- The paper introduces COVERBENCH as a novel benchmark that challenges language models with complex, multi-step claim verification across diverse domains.
- The methodology standardizes varied datasets into a unified schema and employs manual vetting to ensure low label noise and high quality.
- Experimental results reveal that state-of-the-art models score below 65 Macro-F1, emphasizing substantial room for improvement in claim verification.
A Challenging Benchmark for Complex Claim Verification
Introduction
The paper "A Challenging Benchmark for Complex Claim Verification" introduces a new benchmark designed to evaluate the performance of LMs in verifying the correctness of complex claims. The benchmark, known as COVERBENCH, is aimed at testing LMs' ability to handle intricate reasoning tasks across various domains. The key motivation behind this paper is to advance the development of models that not only perform complex reasoning but also accurately verify the correctness of their generated outputs, specifically claims.

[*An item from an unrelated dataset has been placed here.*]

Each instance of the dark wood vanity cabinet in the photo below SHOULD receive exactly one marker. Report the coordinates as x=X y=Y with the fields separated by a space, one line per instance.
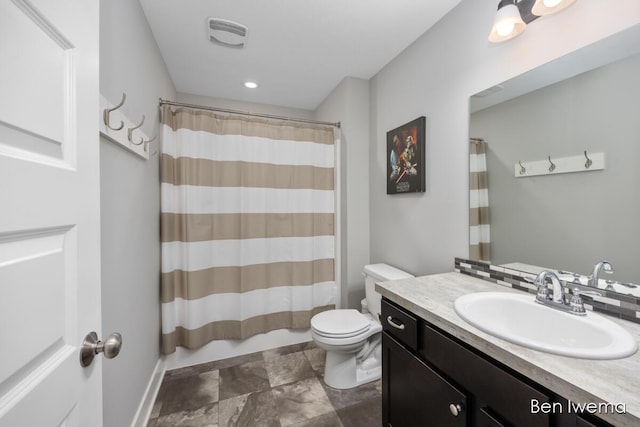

Background and Significance
The paper builds on prior work that has focused on evaluating the correctness of LM outputs. Specifically, tasks such as fact-checking and natural language inference (NLI) have been central to this domain. The authors argue that verifying complex claims, which involves multiple steps of reasoning and domain-specific knowledge, is a unique challenge that necessitates a dedicated benchmark. This benchmark is designed to include diverse types of reasoning and is vetted for quality to ensure low levels of label noise.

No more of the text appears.